Critique Libération |e 8 mai 2012
Par OLIVIER SEGURET.
En principe, tout film devrait pouvoir répondre à cette question, posée à son metteur en scène : pourquoi filmez-vous ? Mais dans la réalité, de nombreux films ne donnent aucune idée de ce qui profondément les motive, aucun indice sur leur nécessité réelle. Avec le Chemin noir, c’est l’inverse. Le film anticipe d’emblée toutes les questions ayant trait à son existence et semble exprimer par tous ses plans la vérité profonde d’un cinéaste nous confessant «pourquoi je filme». Abdallah Badis filme pour sauver sa peau, son âme, son honneur d’humain. Son Chemin noir est un documentaire personnel et poétique, qui s’en va sillonner la Lorraine fantôme de la houille, de la sidérurgie et des hauts fourneaux, en cherchant sur ces terres d’abandon et de friche la trace de ceux qui, autrefois, vivaient et travaillaient là.

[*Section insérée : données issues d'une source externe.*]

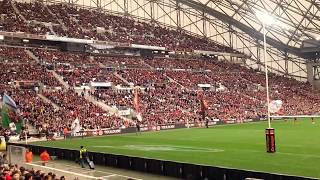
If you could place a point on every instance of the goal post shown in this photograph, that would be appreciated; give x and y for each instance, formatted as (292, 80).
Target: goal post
(16, 154)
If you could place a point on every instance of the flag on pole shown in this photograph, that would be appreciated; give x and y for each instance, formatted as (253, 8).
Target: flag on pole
(136, 104)
(10, 114)
(275, 106)
(75, 126)
(203, 102)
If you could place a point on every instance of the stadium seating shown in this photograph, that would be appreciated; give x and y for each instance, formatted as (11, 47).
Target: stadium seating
(63, 20)
(171, 84)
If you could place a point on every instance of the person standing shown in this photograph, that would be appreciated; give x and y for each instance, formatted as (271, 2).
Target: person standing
(138, 128)
(29, 156)
(83, 155)
(45, 157)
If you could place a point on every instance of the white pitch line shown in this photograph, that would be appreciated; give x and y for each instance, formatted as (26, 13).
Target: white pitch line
(103, 172)
(67, 172)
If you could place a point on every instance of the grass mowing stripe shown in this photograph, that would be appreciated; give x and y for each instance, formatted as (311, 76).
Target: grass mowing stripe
(298, 146)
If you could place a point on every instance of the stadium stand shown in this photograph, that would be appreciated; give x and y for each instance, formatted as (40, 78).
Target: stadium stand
(171, 83)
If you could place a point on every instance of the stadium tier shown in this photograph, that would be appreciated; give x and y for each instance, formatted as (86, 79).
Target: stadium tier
(69, 70)
(170, 95)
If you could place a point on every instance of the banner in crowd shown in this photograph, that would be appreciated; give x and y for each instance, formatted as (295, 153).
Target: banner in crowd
(10, 114)
(111, 131)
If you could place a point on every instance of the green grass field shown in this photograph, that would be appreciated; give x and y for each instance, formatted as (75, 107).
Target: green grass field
(235, 146)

Jazz. Le cœur de son sujet, ce sont ces vieux Arabes exilés qu’il filme avec rigueur et discrétion. Leur trajectoire fait songer à celle de petites météorites jadis tombées du ciel, éclats solitaires et éparpillés que Badis voudrait réunir en collier, afin de redonner aussi leur dimension collective, historique, solidaire à ces destins uniques et souvent abîmés.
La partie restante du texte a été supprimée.